Big Spaces, Luxury on Back Burner of Multifamily Design
In a recent NAHB Multifamily Web seminar moderated by Rick Mercer, a director at Wood Partners, a panel of expert architects explored how changes in the business climate have affected what’s being built.
Among their observations:
- Mark Humphreys, AIA, CEO of Humphreys & Partners Architects, said that HUD’s 221(d)(4) insurance program for construction or substantial rehabilitation of multifamily rental housing is responsible for financing a much larger segment of multifamily production than ever before, and that is having an impact on the size and scope of what’s being built.

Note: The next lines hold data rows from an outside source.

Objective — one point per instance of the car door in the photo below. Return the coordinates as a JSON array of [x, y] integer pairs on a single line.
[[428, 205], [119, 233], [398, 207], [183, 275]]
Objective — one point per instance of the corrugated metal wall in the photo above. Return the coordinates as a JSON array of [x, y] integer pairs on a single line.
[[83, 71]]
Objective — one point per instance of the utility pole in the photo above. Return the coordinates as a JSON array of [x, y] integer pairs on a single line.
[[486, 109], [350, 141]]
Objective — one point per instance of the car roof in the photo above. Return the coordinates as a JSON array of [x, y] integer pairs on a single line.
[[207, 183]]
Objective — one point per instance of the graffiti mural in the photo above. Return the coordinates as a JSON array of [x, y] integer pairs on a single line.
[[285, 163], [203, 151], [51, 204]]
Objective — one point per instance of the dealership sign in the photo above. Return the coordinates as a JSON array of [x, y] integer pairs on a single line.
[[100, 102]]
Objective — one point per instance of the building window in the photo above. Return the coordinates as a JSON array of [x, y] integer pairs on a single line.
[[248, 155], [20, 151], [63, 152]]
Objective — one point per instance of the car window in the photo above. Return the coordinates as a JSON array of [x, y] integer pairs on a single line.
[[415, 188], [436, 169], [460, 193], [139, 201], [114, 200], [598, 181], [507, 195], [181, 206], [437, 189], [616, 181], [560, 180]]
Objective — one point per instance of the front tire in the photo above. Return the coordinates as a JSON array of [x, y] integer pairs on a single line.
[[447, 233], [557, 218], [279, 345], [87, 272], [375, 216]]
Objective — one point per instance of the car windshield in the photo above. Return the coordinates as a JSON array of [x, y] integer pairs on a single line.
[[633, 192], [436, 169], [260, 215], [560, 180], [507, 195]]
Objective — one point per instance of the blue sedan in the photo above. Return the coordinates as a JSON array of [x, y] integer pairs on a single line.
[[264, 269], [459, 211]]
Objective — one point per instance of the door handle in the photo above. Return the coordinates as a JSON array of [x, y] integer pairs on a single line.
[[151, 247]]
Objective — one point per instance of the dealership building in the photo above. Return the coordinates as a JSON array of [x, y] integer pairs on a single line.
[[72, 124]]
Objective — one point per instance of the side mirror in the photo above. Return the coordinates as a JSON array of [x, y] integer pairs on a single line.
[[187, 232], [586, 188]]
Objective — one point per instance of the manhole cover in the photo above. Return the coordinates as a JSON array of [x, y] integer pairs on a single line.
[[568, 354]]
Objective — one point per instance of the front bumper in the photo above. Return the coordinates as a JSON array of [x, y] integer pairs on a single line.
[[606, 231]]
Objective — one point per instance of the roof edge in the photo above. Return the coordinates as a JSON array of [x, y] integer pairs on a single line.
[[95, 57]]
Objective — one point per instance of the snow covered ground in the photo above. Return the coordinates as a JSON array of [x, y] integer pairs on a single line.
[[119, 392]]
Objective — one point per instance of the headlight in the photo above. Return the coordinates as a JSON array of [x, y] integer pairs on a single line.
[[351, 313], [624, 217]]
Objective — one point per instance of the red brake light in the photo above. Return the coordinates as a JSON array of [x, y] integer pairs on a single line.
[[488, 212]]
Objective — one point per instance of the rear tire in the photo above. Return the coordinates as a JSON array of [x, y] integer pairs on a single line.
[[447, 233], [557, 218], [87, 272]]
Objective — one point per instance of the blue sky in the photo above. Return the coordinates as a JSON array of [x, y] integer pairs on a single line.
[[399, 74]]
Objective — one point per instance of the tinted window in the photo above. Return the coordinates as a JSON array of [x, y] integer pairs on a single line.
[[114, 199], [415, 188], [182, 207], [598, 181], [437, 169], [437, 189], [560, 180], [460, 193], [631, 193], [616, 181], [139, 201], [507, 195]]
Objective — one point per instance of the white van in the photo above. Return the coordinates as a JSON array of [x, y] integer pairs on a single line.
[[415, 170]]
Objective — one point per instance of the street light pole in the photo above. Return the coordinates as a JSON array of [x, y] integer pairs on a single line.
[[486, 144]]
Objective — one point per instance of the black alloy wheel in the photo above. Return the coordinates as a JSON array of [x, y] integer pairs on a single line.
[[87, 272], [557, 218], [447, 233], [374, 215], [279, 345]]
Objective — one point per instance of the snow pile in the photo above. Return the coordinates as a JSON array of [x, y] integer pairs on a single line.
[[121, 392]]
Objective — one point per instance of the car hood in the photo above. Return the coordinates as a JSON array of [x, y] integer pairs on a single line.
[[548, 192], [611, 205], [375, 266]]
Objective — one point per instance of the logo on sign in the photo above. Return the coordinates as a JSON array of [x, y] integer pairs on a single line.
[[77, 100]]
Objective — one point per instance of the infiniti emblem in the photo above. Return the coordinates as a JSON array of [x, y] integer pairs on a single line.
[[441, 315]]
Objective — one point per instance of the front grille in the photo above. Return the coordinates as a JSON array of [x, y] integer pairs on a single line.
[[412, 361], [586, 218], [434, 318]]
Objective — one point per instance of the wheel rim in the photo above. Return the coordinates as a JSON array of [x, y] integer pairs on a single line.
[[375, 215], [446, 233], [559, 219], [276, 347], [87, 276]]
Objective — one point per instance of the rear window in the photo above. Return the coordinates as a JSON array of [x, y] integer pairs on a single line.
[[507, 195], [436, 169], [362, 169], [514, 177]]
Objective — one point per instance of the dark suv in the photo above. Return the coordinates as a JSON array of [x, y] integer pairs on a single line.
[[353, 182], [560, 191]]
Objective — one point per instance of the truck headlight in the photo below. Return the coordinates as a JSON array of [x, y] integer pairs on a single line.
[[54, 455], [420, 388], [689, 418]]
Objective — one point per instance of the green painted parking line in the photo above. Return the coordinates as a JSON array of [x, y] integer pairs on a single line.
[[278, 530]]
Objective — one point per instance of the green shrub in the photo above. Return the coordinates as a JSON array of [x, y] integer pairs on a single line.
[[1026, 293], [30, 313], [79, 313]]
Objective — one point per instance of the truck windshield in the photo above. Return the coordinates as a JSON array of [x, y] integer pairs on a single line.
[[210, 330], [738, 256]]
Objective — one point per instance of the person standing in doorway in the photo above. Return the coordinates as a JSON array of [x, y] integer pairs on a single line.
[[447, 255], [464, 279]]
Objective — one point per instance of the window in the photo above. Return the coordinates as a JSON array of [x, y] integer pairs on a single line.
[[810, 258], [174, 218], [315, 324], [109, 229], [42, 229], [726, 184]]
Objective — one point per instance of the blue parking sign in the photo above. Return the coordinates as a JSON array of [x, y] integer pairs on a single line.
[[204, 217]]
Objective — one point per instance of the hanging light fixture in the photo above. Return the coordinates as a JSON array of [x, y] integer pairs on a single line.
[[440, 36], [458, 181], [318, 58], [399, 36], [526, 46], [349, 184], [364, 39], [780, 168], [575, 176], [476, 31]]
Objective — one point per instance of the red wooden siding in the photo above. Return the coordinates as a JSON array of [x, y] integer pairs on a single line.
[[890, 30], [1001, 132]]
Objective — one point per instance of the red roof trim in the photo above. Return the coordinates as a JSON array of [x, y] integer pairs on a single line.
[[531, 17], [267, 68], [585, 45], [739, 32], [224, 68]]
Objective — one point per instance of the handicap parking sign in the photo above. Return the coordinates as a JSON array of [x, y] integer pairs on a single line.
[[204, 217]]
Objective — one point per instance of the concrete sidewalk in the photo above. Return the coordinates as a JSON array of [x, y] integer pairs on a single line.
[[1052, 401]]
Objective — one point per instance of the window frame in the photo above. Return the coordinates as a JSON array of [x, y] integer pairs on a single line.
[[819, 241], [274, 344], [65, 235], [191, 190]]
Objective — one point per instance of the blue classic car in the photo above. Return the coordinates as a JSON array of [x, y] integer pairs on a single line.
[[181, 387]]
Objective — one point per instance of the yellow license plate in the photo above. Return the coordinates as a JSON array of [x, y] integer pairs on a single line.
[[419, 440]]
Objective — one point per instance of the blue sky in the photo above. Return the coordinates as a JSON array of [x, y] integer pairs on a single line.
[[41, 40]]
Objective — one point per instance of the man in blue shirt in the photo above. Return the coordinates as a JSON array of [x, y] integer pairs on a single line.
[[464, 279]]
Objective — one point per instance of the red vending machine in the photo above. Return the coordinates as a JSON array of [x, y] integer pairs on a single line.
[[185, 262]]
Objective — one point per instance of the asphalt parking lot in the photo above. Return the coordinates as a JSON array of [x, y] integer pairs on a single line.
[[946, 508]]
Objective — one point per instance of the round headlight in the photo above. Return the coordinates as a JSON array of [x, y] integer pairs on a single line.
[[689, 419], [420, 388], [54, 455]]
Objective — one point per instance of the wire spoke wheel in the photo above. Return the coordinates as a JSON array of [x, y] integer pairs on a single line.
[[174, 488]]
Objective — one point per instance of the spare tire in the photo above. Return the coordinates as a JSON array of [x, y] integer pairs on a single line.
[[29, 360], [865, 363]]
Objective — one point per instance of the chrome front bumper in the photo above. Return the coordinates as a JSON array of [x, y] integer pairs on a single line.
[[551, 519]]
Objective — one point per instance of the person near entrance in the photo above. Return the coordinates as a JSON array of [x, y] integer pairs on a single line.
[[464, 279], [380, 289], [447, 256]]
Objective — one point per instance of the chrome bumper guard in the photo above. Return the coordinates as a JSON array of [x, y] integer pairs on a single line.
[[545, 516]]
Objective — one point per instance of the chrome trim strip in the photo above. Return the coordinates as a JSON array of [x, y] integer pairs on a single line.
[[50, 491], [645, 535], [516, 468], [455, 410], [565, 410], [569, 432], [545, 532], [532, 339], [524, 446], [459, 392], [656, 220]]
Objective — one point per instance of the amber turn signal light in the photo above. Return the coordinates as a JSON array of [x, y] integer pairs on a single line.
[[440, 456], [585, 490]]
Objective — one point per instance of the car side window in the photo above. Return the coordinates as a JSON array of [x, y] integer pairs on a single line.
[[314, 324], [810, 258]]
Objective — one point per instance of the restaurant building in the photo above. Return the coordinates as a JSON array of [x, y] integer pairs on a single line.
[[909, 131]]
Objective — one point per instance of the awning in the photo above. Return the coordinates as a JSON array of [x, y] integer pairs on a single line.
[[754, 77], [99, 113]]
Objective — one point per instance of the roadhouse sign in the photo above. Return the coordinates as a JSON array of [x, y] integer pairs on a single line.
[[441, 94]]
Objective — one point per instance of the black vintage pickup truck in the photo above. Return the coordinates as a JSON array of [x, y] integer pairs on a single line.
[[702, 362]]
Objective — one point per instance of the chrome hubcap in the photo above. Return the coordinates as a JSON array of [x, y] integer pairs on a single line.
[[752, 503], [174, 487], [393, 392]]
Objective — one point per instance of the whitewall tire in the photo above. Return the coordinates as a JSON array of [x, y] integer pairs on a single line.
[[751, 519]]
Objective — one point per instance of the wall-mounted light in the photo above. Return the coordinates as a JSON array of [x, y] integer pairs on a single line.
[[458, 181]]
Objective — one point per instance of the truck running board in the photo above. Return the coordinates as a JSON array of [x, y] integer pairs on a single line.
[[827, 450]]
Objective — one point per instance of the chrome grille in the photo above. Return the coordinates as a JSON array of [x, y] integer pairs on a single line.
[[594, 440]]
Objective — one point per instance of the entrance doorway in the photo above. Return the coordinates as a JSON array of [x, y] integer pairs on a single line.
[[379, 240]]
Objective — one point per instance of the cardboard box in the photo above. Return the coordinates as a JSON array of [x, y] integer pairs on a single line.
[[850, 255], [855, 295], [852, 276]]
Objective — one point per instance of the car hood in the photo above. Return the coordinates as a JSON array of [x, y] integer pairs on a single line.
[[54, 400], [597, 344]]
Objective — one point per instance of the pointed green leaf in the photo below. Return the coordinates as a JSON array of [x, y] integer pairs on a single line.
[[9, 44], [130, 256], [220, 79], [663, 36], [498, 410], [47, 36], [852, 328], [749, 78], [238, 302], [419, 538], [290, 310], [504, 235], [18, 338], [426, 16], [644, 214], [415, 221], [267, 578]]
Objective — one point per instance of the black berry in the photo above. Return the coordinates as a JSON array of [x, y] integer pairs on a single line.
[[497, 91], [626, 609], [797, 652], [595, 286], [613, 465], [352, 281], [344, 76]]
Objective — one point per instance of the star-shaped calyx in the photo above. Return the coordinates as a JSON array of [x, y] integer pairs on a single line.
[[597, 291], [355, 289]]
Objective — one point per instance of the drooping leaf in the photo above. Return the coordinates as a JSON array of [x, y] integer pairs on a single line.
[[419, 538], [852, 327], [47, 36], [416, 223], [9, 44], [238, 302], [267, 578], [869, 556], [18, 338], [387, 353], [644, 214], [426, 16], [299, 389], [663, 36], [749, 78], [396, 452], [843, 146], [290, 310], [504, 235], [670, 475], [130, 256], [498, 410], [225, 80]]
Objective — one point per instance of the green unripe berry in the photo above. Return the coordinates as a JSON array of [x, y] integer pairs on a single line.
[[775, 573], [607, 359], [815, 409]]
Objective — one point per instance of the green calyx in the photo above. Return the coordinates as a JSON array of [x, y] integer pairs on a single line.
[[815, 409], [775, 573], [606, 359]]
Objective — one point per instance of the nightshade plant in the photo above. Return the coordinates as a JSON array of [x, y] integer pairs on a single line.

Humphreys noted that that there is a trend toward higher densities and smaller units, especially for student housing, and he suggested that those goals can be achieved through floor plans that have fewer long corridors.
- Niles Bolton, AIA, and CEO of Niles Bolton Associates, suggested that moving too rapidly toward smaller units would put a new community in competition with smaller units in much older buildings. He suggested that designers should take a longer-term view, and not just build what seems desirable right now.
Niche housing — such as housing for seniors or military housing — is still being built, according to Bolton. He also noted that the demand for affordable housing — specifically housing built under the Low-Income Housing Tax Credit program — will undoubtedly grow as the recession continues. He cited the need for affordable rentals adjacent to military bases, not only for military families, but for unaccompanied soldiers on temporary duty who need to rent something as basic as a bedroom or an efficiency unit.
- David Senden, principal, KTGY, noted that while the Gen Y group wants small units in hip spaces where the neighborhood is the amenity, it is a generational preference, and generations change. He suggested that a more contemporary design aesthetic — with efficiency built in — will hold up over time.
Senden also pointed out that the design process is influenced by today’s movement toward smaller, unique projects, often located on infill or difficult sites, with zoning challenges. He suggested that some redevelopment agencies have money, and are able to build even in today’s economic conditions. Public-private partnerships are still possible, and green building techniques and products give new communities a competitive advantage.
The panel also discussed the design implications of sustainability, the expanding limits of wood-frame construction and the need to put over-the-top luxury on the back burner for now.